臣民――正輝、バンザイ――保久原淳次ジョージ・原作 中田みちよ・古川恵子共訳=(216)

 正輝はしだいに料理役をかってでるようになった。スープ作りには特異な才能を発揮し家族に喜ばれたのだ。豚の頭とケールを使ったスープで、アララクァーラ時代、豚を殺したときだけに作っていた料理だ。サントアンドレでは安く簡単に手に入る。火曜日、仕事を抜け出して、タヴァーレさんのパン屋に行きピンガを引っかける。洗濯場にはいつもピンガの瓶を置いてはいたが…そのあと、カヌードス街を通り、ドナ・ジェルトゥールデス・デ・リーマ街にたっている朝市の最端まで行く。
 沖縄シチューを作る材料を買いに行くのだ。内臓を売っている売店の主人とは、客だったのが今では友だちになっている。また、定期的にその屋台で豚の頭を買った。タダ同然の「バナナの値段」で手に入る。いつも主人に斧で頭を4つぐらいに切ってもらった。

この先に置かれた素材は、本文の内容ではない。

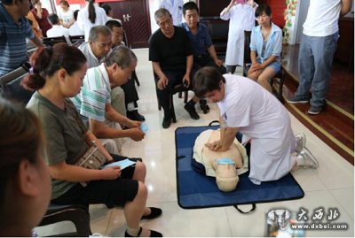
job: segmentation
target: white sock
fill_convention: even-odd
[[[130,228],[127,226],[127,233],[132,236],[138,235],[138,232],[139,232],[139,226],[138,226],[137,228]]]

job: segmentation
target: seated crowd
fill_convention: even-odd
[[[145,118],[138,112],[139,98],[133,80],[137,77],[138,58],[124,45],[121,22],[107,18],[106,12],[110,14],[111,10],[106,7],[105,12],[93,4],[93,0],[86,1],[83,9],[72,12],[67,2],[62,0],[63,12],[57,15],[42,8],[40,0],[33,0],[30,13],[37,22],[31,20],[32,28],[25,19],[30,18],[29,14],[21,10],[29,11],[28,1],[3,0],[0,4],[0,19],[12,21],[9,26],[0,25],[0,33],[4,32],[1,27],[12,29],[8,31],[8,37],[12,39],[14,25],[20,23],[16,29],[20,36],[10,47],[4,48],[5,42],[0,40],[0,50],[4,49],[4,52],[0,57],[0,76],[27,60],[26,38],[37,46],[29,58],[30,73],[22,81],[25,88],[35,91],[27,107],[0,97],[0,125],[6,129],[0,132],[1,235],[30,236],[51,201],[59,204],[122,207],[126,237],[162,236],[139,225],[141,219],[154,219],[162,213],[159,208],[146,206],[148,192],[144,160],[121,154],[127,138],[138,142],[145,137],[140,127]],[[16,12],[15,17],[12,12]],[[225,140],[209,145],[211,150],[227,150],[238,131],[258,138],[253,141],[250,157],[253,166],[249,178],[254,183],[279,179],[300,165],[317,167],[315,158],[304,150],[305,138],[295,137],[287,111],[266,91],[271,91],[269,80],[280,69],[282,48],[281,32],[271,21],[270,7],[261,4],[255,12],[259,26],[251,35],[250,80],[225,74],[224,63],[216,53],[207,27],[199,21],[199,14],[196,4],[185,4],[185,22],[177,27],[165,8],[154,13],[159,29],[149,39],[149,60],[164,113],[162,127],[170,126],[169,96],[174,87],[181,84],[196,92],[184,105],[193,119],[200,119],[196,104],[204,113],[209,111],[206,98],[217,103],[221,109]],[[35,30],[37,34],[34,34]],[[65,42],[45,47],[39,40],[43,36],[68,37],[72,34],[85,35],[85,42],[79,47]],[[255,102],[251,94],[260,101]],[[222,100],[225,96],[228,101]],[[245,102],[252,103],[248,107]],[[269,111],[259,110],[263,103]],[[239,110],[245,112],[244,118],[238,118]],[[254,113],[250,121],[248,113]],[[262,121],[270,113],[275,115],[274,119]],[[271,128],[277,130],[272,140],[264,136],[272,133]],[[78,165],[92,143],[107,163],[129,159],[134,165],[123,170],[119,166],[95,170]],[[272,155],[263,150],[271,144],[272,152],[277,153]],[[18,146],[22,149],[16,150]],[[295,151],[296,154],[292,154]],[[263,166],[259,163],[261,157],[267,162]],[[12,216],[17,211],[27,215]],[[21,229],[12,225],[20,222],[23,224]]]

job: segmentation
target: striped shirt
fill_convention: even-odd
[[[105,121],[105,106],[111,104],[111,87],[105,65],[88,69],[82,90],[71,100],[85,119]]]
[[[0,76],[26,62],[26,38],[34,37],[28,20],[21,17],[19,23],[15,23],[0,4]]]

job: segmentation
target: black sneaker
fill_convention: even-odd
[[[193,119],[199,119],[200,116],[199,114],[197,114],[196,110],[194,109],[194,105],[192,105],[190,104],[185,104],[184,106],[185,110],[187,111],[187,112],[189,113],[190,117]]]
[[[162,120],[162,127],[164,129],[167,129],[170,127],[171,124],[171,117],[164,117],[164,119]]]
[[[203,114],[207,114],[209,112],[209,106],[207,104],[207,101],[204,99],[200,100],[200,107],[203,111]]]
[[[132,120],[138,120],[138,121],[146,120],[145,117],[140,115],[138,110],[127,111],[127,118]]]

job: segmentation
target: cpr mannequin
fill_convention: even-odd
[[[217,185],[221,191],[230,192],[238,184],[238,175],[248,171],[248,156],[245,148],[237,139],[226,151],[212,151],[206,147],[206,143],[219,139],[219,130],[201,133],[193,146],[193,158],[203,164],[207,176],[216,177]]]

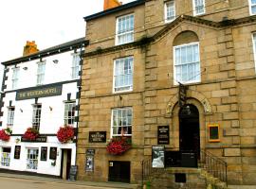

 家に着くと、まず耳を切り分け、きれいに洗う。頬や鼻の肉付きの良いところを取りのぞき、それを切る。一皿に入る大きさに、骨をさらに小さく切る。全部を大なべに入れ、味噌を加え、水を足す。それをグツグツと長い時間煮込み、食べる寸前にケールを入れる。ふつうケールは細切にして食べるのだが、正輝は手でちぎって放りこんだ。豚の頭からでる味が野菜にしみこみ、同時に脂肪分を溶かした。できあがったスープは一家の味覚を満足させるに十分だった。
 もう一つ家族が好んだのは大根(沖縄語でデーク)の味噌汁だ。豚や牛の内臓が手に入らなかったときは大根を使った。大根は煮ると臭いにおいがするのだが、おかずによく大根を使ったから、みんなそれに慣れきっていて嫌がらなかった。
 ただ、ジュンジにはいやな臭いだった。6月のある寒い日、ネナが大根の味噌汁を作っていた。ジュンジは金髪のルビーニョという友だちを家によんでいた。ルビーニョは父親が角にバールをもっている。彼はジュンジと同じ年ぐらいだが、どういうわけか、おかしな発音をする、一方ジュンジにはそれがポルトガル語なのか、日本語なのか、沖縄語なのか区別することができない言葉がある。
「マイス ケ シュール(なんてひどいにおいなんだ)赤くて長い防寒コートを着たルビーニョが文句をいった。
「大根のスープだ」
 ジュンジはDAIKONが正しいポルトガル語だと信じ、そう答えた。
「DAIKON? DAIKONってなんだ?」
「大根をしらないのか? だれでも知ってるじゃないか」
 ジュンジは友だちの無知加減に腹をたてた。大根をもってきて、ルビニョに見せた。それをみた相手は、
「それをきみは大根っていったな? はっ、はっ、はっ、それはナーボだよ」
 びっくりしてジュンジは台所にいる姉に助けを求めにいった。
「これはブラジル語で大根っていうんだよね」
「大根は日本語、ここではナーボとよんでいるの」
 姉は答えた。
「そう、いっただろう?」
 ルビニョは勝ち誇っていった。
「何も知らないくせに」
 自分が間違っていたことにますます腹が立って、ジュンジは友だちを外に追い出した。